An official with the Saudi-backed forces said later on Sunday that at least 14 of their fighters had been killed in fighting and more than 30 wounded during the offensive.
Yemen's presidency on Saturday announced the retaking of resource-rich Hadramawt, following an apparent retreat of the STC.
Riyadh-aligned government military officials on Saturday also said authorities in neighbouring Mahra province had switched back their allegiance without any resistance.
On Sunday, Saudi-backed forces were consolidating positions in Mukalla, the capital of Hadramawt province, two government military officials said.
But amid the chaos of the fighting and rapid retreats, a law enforcement official in Mukalla said that at least 18 suspected militants affiliated with al Qaeda had escaped from a local detention centre in the port city.
Local residents also reported that sporadic clashes were taking place between forces loyal to the STC and the Saudi-backed fighters in Mahra province.
'Intense' strikes
Riyadh and Abu Dhabi have long supported rival groups in Yemen's divided government.
A December offensive by the STC, in which it took control of Hadramawt and Mahra, angered Saudi Arabia, exposing fissures in the ties between the two oil-rich powers.
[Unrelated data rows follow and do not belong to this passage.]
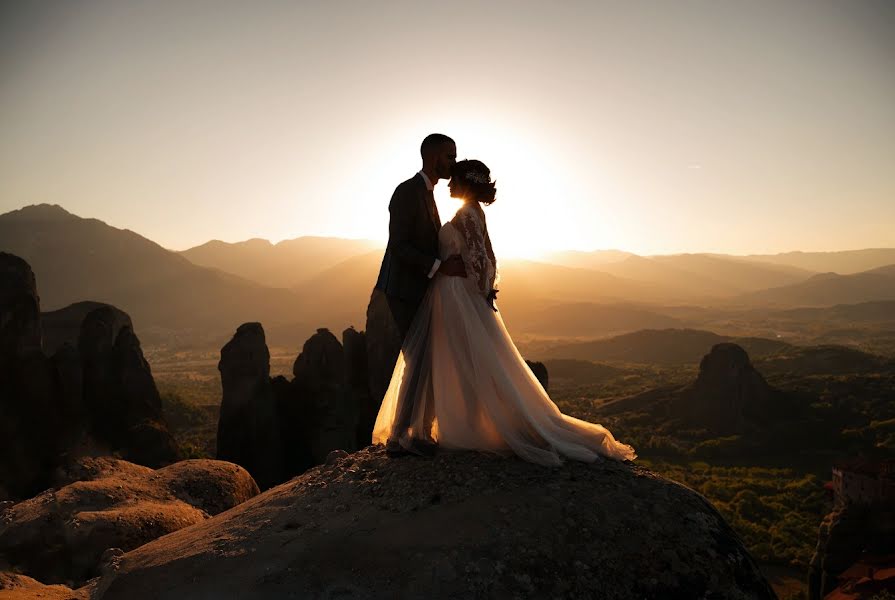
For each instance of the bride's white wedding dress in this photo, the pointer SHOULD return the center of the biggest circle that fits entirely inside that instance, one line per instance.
(467, 384)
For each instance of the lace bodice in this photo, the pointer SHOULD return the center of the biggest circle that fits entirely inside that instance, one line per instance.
(475, 247)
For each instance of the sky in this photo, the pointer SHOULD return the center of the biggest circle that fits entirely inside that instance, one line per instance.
(653, 127)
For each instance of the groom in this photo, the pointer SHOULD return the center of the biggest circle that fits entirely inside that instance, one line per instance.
(411, 257)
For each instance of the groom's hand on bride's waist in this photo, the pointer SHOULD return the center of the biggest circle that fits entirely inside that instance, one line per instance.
(452, 266)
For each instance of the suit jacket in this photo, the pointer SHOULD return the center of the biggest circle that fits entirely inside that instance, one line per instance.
(412, 242)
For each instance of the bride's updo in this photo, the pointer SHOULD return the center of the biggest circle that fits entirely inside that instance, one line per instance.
(471, 179)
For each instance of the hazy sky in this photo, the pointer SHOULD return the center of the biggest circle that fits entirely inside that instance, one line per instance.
(654, 127)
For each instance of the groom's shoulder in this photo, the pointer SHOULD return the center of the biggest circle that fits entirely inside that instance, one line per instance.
(410, 184)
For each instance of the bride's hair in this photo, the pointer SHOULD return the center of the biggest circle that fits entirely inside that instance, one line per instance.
(475, 178)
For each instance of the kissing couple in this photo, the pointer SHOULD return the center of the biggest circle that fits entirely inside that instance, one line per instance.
(459, 382)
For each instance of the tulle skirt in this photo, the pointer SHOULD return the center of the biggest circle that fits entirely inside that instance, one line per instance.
(461, 382)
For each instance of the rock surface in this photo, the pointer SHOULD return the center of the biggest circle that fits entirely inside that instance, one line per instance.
(15, 586)
(120, 395)
(848, 533)
(277, 428)
(60, 535)
(459, 525)
(39, 397)
(726, 391)
(99, 395)
(249, 427)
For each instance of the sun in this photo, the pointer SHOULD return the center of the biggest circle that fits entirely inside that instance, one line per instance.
(539, 191)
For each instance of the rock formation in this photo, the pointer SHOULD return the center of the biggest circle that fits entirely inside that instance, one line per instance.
(99, 395)
(320, 380)
(278, 428)
(249, 427)
(60, 535)
(726, 391)
(357, 384)
(383, 341)
(459, 525)
(119, 392)
(540, 371)
(849, 532)
(14, 586)
(39, 397)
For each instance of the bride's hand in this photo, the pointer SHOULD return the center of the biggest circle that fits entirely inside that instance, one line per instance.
(492, 296)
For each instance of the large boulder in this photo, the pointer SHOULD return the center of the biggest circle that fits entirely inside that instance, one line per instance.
(249, 424)
(19, 308)
(39, 397)
(726, 392)
(383, 341)
(357, 385)
(459, 525)
(320, 380)
(848, 533)
(60, 535)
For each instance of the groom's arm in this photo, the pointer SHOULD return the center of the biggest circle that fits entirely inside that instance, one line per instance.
(400, 230)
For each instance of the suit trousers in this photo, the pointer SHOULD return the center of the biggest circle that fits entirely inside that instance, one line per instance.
(403, 313)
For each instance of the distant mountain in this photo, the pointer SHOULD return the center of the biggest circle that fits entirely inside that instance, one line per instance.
(284, 264)
(828, 289)
(587, 260)
(587, 319)
(76, 259)
(863, 312)
(844, 262)
(732, 273)
(686, 276)
(657, 346)
(534, 297)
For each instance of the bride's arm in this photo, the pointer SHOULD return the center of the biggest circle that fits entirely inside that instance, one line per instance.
(477, 252)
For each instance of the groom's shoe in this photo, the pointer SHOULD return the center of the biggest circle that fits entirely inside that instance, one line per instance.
(422, 447)
(394, 449)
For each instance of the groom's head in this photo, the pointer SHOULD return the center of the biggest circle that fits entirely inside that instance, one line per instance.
(439, 154)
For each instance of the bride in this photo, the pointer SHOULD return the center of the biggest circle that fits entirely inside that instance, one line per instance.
(467, 385)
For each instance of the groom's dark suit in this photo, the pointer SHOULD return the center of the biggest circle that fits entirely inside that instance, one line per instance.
(412, 249)
(411, 259)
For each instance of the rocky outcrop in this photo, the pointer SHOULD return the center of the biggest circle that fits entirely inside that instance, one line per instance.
(727, 390)
(100, 395)
(39, 397)
(249, 426)
(278, 428)
(848, 533)
(357, 378)
(15, 586)
(60, 536)
(19, 308)
(459, 525)
(321, 380)
(119, 391)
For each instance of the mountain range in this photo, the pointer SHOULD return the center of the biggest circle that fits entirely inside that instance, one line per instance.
(295, 286)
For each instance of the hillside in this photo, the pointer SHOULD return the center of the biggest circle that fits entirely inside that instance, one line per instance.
(657, 346)
(77, 259)
(845, 262)
(284, 264)
(828, 289)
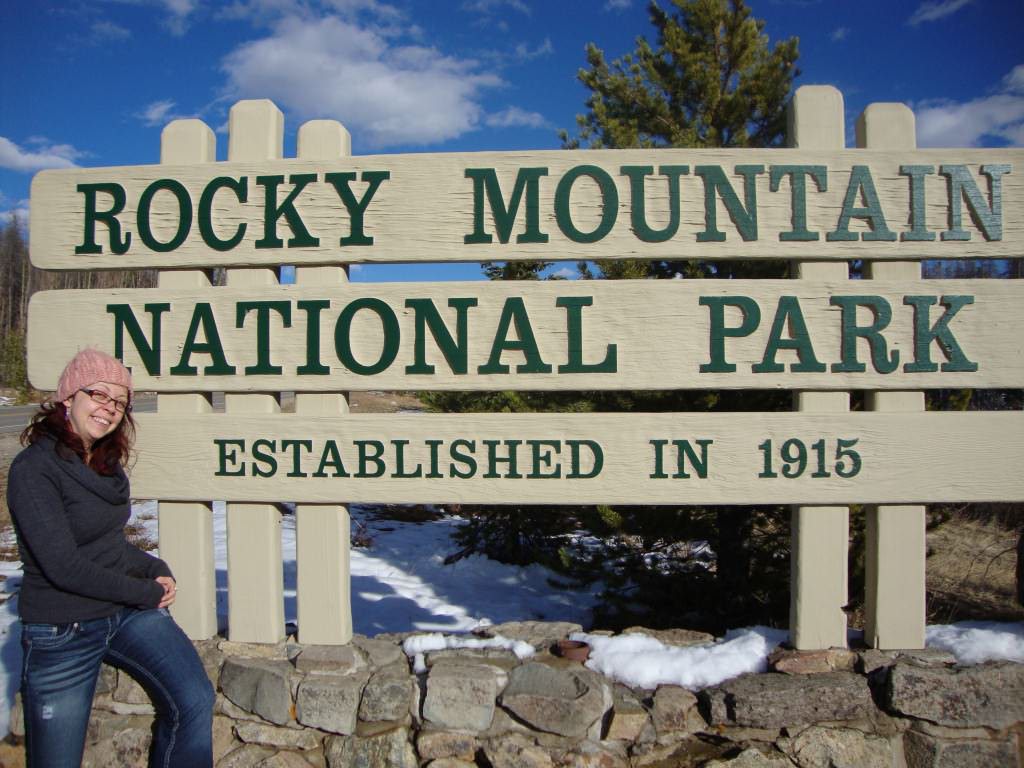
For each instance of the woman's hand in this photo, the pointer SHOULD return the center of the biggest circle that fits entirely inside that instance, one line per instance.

The Saudi-led coalition launched repeated warnings and air strikes over the past week, including one on an alleged Emirati arms shipment to the separatists.
On Friday, a strike on the Al-Khasha military camp in Hadramawt left 20 dead, according to an earlier toll from the separatist group.
On Saturday, a military official with the STC said Saudi warplanes had carried out "intense" air strikes on another of the group's camps at Barshid, west of Mukalla.
The Yemeni government is a patchwork of groups that includes the separatists, and is held together by shared opposition to the Iran-backed Houthis.
The Houthis pushed the government out of Yemen's capital Sanaa in 2014 and secured control over most of the north.
The Iran-backed group has been at war with the government, backed by a Saudi-led coalition since 2015, in a conflict that has killed hundreds of thousands of Yemenis and triggered a major humanitarian crisis.